Uncomment the below lines (line no:29 and 33).
write_enable=YES
local_umask=022
» Uncomment the below line (line no: 120 ) to prevent access to the other folders outside the Home directory.
chroot_local_user=YES
and add the following line at the end.
allow_writeable_chroot=YES
» Add the following lines to enable passive mode.
pasv_enable=Yes
pasv_min_port=40000
pasv_max_port=40100
Step 4 » Restart vsftpd service using the below command.
krizna@leela:~$ sudo service vsftpd restart
Step 5 » Now ftp server will listen on port 21. Create user with the below command.Use /usr/sbin/nologin shell to prevent access to the bash shell for the ftp users .
$ sudo useradd -m john -s /usr/sbin/nologin
$ sudo passwd john
Step 6 » Allow login access for nologin shell . Open /etc/shells and add the following line at the end.
/usr/sbin/nologin
Now try to connect this ftp server with the username on port 21 using winscp or filezilla client and make sure that user cannot access the other folders outside the home directory.
Please note using ftp on port 21 is a big security risk . it’s highly recommended to use SFTP. Please continue for SFTP configuration
Secure FTP ( SFTP )
SFTP is called as “Secure FTP” which generally use SSH File Transfer Protocol . so we need openssh-server package installed , Issue the below command if it’s not already installed.
$ sudo apt-get install openssh-server
Step 7 » Create a new group ftpaccess for FTP users.
$ sudo groupadd ftpaccess
Step 8 » Now make changes in this /etc/ssh/sshd_config file.
» Find the below line
Subsystem sftp /usr/lib/openssh/sftp-server
and replace with
Subsystem sftp internal-sftp
Match group ftpaccess
ChrootDirectory %h
X11Forwarding no
AllowTcpForwarding no
ForceCommand internal-sftp
» and comment the below line ( Last line).
#UsePAM yes
Step 9 » Restart sshd service.
$ sudo service ssh restart
Step 10 » The below steps must be followed while creating Users for sftp access.
Create user john with ftpaccess group and /usr/bin/nologin shell.
$ sudo useradd -m john -g ftpaccess -s /usr/sbin/nologin
$ sudo passwd john
Change ownership for the home directory.
$ sudo chown root /home/john
Create a folder inside home directory for writing and change ownership of that folder.
$ sudo mkdir /home/john/www
$ sudo chown john:ftpaccess /home/john/www

------------------------------------------------------------------------------------------------------------

After following those instructions I had two separate users. We'll call them FTP and SFTP.

FTP and SFTP had their own home directories (for some reason writing this sounds like I'm explaining the birds and the bees)

I needed to make sure that FTP was the only user that could use that protocol. All other users when setup can SFTP, but only explicit accounts will be allowed to FTP.

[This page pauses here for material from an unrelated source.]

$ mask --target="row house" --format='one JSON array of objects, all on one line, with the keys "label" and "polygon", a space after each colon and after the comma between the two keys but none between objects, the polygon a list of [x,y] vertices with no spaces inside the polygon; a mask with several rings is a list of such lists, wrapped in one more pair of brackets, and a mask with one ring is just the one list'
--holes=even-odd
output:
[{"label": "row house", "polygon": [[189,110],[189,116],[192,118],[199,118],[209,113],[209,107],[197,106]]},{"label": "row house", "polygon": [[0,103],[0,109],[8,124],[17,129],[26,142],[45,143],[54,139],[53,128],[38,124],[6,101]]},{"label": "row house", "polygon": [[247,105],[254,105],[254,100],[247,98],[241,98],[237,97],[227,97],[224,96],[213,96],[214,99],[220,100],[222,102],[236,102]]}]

1. Create /etc/vsftpd.user_list and add the user you want to ONLY use FTP 
2. Add to /etc/vsftpd.conf

userlist_deny=NOuserlist_enable=YESuserlist_file=/etc/vsftpd.user_list

As I said the symlinks to another shared directory wasn't working. So I added another group "SHAREDFILES" and added both of the users to it. I used 

$ sudo mount --bind /var/SHAREDFILES /home/FTP
$ sudo mount --bind /var/SHAREDFILES /home/SFTP

Found that here (http://www.proftpd.org/docs/howto/Chroot.html)

Add that to your fstab (etc/fstab) so your mounts show up after reboot

$ sudo nano /etc/fstab
/var/SHAREDFILES /home/FTP none defaults,bind 0 0
/var/SHAREDFILES /home/SFTP none defaults,bind 0 0

Yay for legacy systems that can't SFTP!!